A cultura, por seu lado, e no entender de diversos autores sistematizados por Santos (2018, p. 99) “é um conjugado de concepções simbólicas e materiais, além de costumes, crenças, valores e ideias, que são adquiridos pelos indivíduos em decorrência do convívio em sociedade, mediante a comunicação e partilha de experiências”.

Nesta perspetiva, e como defende Sardo (2008),

o turismo constitui uma ocasião propícia para o diálogo entre as civilizações, porque evidencia as riquezas que distinguem uma cultura de outra. As viagens e a atividade turística favorecem, ainda, a recordação de uma memória viva da história e das tradições sociais, religiosas e espirituais. (p. 77)

O turismo cultural surge, assim, como um tipo de turismo direcionado para o desenvolvimento sustentável dos territórios, alicerçando-se na sua originalidade, autenticidade e identidade, o que responde à multiplicidade de motivações turísticas que estão na origem das correntes turísticas.

Neste contexto, assistimos ao surgimento de um nicho do turismo cultural constituído por visitantes predispostos a viajar para conhecer os locais onde os autores de obras literárias viveram, produziram ou localizaram as suas obras, ou seja, o Turismo Literário, que é passível de atrair turistas nacionais e internacionais a esses locais.

Como salientam Quinteiro e Baleiro (2017)

a relação entre literatura e turismo é, sem dúvida, estreita. Antes de mais porque ambos proporcionam momentos de lazer (Mansfield, 2015, p. 19), mas também porque ambos têm implícitos atos de descoberta e aprendizagem, porque tanto o turismo como a literatura são enriquecedores, tornam-nos mais completos, logo, mais tolerantes, e porque ambos nos oferecem momentos inesquecíveis. (p. 4)

A relação entre turismo e literatura torna-se evidente e potencia a preservação da memória não só dos autores mas também dos lugares. Como refere Oliveira (2017)

A literatura é uma manifestação cultural que deixa a sua marca não só nos leitores como também em lugares físicos, descritos ou vividos pelos escritores, que alicerçados na indústria do turismo têm a oportunidade de fugirem do esquecimento e colocar na rota

deles quem gosta de descobrir as marcas de existência do que há por trás das palavras escritas. (p. 16)

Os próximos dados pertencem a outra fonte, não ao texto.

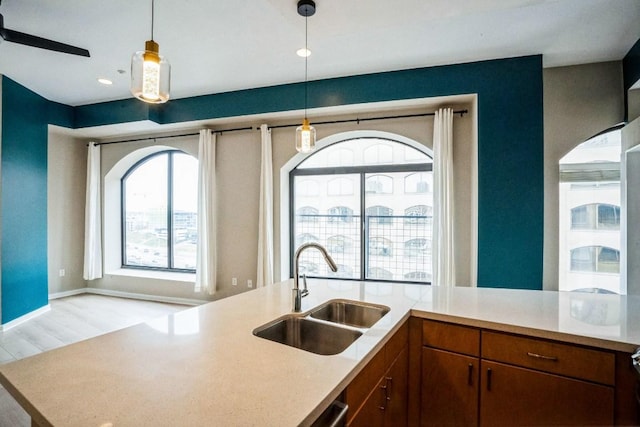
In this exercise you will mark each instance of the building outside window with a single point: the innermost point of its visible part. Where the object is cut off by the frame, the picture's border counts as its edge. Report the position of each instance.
(589, 213)
(159, 212)
(365, 215)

Portugal possui um potencial para o Turismo Literário ancorado na obra de diversos autores reconhecidos nacional e internacionalmente, como Eça de Queiroz, Fernando Pessoa ou José Saramago, entre outros, que poderão atrair visitantes a locais mencionados nas suas obras ou que tiveram destaque nas suas vidas, como defende Oliveira (2017)

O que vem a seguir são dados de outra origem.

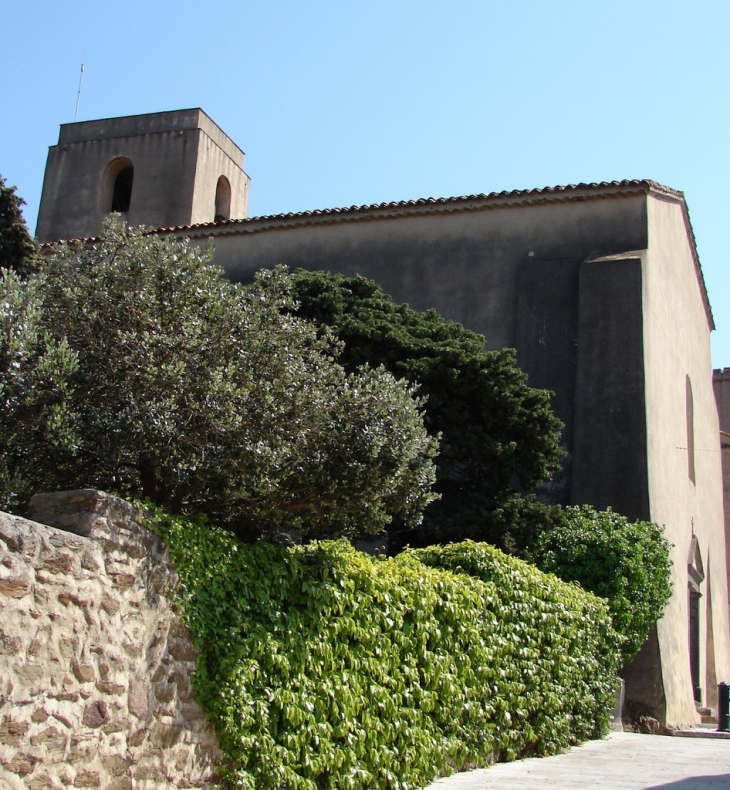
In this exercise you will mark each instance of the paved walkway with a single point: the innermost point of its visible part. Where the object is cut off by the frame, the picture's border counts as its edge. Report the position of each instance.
(623, 761)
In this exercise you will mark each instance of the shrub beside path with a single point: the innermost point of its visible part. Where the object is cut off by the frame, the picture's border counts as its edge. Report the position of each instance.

Portugal é uma nação de célebres escritores que deixaram e vão deixando as suas vidas por contar, as suas obras por explorar e ainda as ruas e outros espaços sociais por eles frequentados e/ou narrados por percorrer nos trilhos das suas pegadas escritas. Se dúvidas há, reflitamos na dificuldade que é não pensar em Lisboa quando se refere Fernando Pessoa ou ir a Lisboa e não tirar uma fotografia com o escritor no Chiado. (p. 16)

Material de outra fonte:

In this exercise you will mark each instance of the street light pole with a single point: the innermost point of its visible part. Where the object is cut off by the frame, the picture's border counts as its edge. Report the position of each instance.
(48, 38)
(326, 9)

Muitos destes locais constituem recursos literários de inigualável valor, devido à sua conservação através dos tempos. Casas de autores, cafés que frequentavam, neles o turista “procura reminiscências dos seus escritores e poetas preferidos, imagina percursos e vive acontecimentos singulares, fazendo acontecer a experiência turística” (Sardo, 2009, p. 343). Este tipo de turismo está em expansão e, como refere Neves (2010, p. 265), “o que era há pouco tempo uma aventura confinada a intelectuais, amantes radicais da literatura ou passeantes, tem-se tornado um novo ramo do turismo em todo o mundo, o turismo literário”. Neste artigo, pretendemos efetuar uma reflexão sobre a relação entre turismo e literatura, apresentando diversos exemplos de como as obras literárias têm sido exploradas um pouco por todo o mundo e em Portugal em particular, no sentido de proporcionar experiências turísticas culturais a visitantes atuais e potenciais no contexto do turismo literário, contribuindo para a dinamização dos destinos.